Another protection added to the bill is that foreign states are precluded from making use of the civil remedy as plaintiffs. This, again, is designed to avoid mischief and is accomplished with very specific language in proposed section 83.34(2), as follows:

Any person, other than a foreign state, who has suffered loss or damage on or after January 1, 1985 . . . may, in any court of competent jurisdiction, sue for and recover from the person who engaged in the conduct an amount equal to the loss or damage proved to have been suffered by the person, together with any additional amount that the court may allow.

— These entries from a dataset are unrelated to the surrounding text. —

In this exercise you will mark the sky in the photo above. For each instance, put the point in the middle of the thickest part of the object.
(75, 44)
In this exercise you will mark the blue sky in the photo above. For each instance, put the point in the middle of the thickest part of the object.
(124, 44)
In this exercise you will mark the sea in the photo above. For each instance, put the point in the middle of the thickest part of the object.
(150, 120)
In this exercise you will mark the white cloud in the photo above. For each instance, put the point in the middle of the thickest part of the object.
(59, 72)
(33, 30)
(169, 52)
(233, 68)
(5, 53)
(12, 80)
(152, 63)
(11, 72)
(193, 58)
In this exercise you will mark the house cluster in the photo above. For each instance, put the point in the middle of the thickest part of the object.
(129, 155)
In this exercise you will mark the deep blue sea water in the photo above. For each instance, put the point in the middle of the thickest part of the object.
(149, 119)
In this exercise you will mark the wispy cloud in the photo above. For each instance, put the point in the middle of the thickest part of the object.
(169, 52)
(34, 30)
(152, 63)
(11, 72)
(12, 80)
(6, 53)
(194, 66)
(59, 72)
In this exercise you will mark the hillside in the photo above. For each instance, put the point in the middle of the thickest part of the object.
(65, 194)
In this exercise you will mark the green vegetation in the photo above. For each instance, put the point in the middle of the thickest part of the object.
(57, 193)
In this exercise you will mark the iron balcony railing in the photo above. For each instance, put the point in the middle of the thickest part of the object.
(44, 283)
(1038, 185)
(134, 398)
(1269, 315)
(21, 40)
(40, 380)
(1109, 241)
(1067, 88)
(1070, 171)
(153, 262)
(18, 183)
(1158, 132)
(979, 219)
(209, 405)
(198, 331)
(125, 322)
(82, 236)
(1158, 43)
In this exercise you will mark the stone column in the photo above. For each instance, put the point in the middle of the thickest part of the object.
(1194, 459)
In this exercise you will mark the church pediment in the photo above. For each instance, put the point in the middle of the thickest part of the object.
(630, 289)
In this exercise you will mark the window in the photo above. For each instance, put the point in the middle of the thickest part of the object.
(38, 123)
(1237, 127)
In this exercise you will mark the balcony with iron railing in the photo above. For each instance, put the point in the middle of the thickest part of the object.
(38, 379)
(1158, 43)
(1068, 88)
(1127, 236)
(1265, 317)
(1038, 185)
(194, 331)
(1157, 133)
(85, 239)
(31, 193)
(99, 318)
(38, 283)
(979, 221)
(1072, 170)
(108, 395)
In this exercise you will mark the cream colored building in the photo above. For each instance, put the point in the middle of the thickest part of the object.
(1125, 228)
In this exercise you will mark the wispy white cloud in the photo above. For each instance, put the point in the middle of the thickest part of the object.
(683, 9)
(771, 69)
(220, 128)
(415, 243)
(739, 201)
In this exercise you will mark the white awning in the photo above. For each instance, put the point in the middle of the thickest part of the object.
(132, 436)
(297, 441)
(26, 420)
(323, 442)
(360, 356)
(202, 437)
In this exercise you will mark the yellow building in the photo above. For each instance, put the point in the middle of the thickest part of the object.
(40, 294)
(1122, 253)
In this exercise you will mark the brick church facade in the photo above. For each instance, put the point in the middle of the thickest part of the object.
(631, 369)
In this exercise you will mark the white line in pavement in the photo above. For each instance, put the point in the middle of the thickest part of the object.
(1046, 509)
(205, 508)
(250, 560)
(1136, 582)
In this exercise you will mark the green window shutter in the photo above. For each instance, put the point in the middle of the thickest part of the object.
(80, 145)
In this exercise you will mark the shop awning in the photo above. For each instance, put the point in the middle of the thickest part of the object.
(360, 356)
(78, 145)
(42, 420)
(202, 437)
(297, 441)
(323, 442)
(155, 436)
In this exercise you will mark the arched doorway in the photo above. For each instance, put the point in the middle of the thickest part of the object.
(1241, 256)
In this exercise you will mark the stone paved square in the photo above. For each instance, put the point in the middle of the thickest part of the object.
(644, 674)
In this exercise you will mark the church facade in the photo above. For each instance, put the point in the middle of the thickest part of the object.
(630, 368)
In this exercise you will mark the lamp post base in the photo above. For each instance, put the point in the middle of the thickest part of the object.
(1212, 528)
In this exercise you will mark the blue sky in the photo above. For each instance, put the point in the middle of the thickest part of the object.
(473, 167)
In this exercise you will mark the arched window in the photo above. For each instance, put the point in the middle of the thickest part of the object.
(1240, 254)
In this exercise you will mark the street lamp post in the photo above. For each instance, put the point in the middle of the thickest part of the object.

In order to protect our democratic friends and allies who abide by the rule of law, as we interpret it, proposed section 83.34(7) of the Criminal Code directs the court to refuse to hear a claim against a foreign state with which Canada has entered into a bilateral extradition treaty, or that has been designated an extradition partner in the schedule to the extradition treaty. This is to prevent frivolous lawsuits against innocent foreign states that, as I said, abide by the rule of law.

Finally, proposed section 83.34(9) has been added to confirm explicitly that the legislation does not create a universal jurisdiction. This means that plaintiffs in a lawsuit must have a demonstrated connection to Canada.

Honourable senators, these are the most substantial improvements that have been made to the bill, and now it is time to get this legislation passed in the Senate. Four years have gone by since Canadian victims of terror launched their effort in support of this bill. They formed the Canadian Coalition Against Terror to try to prevent what happened to them happening to other Canadians. They have personally felt the tragedy and loss that few others have felt, and that all of us would like to avoid. They are the victims of Air India, 9/11 and other terrorist attacks.

In the four years we have been working to see this bill passed, the high standard of evidence required for a criminal conviction has meant that no one in Canada has been criminally convicted of financing terrorism. Not one person has been convicted in spite of the fact that FINTRAC has located hundreds of millions of terror-related dollars in this country.

Bill S-225 will ensure that those sponsors of terror that escape the clutches of the criminal justice system could still be successfully pursued through civil suits. This legislation will surely have a deterrent effect among those who think they can sponsor terror with impunity.

It is time, honourable senators — and I ask this on behalf of myself and Senator Grafstein, who has agreed to second this bill — to pass this bill at second reading and to send it to committee so that we can move another step closer to putting this tool in place for the victims of terror.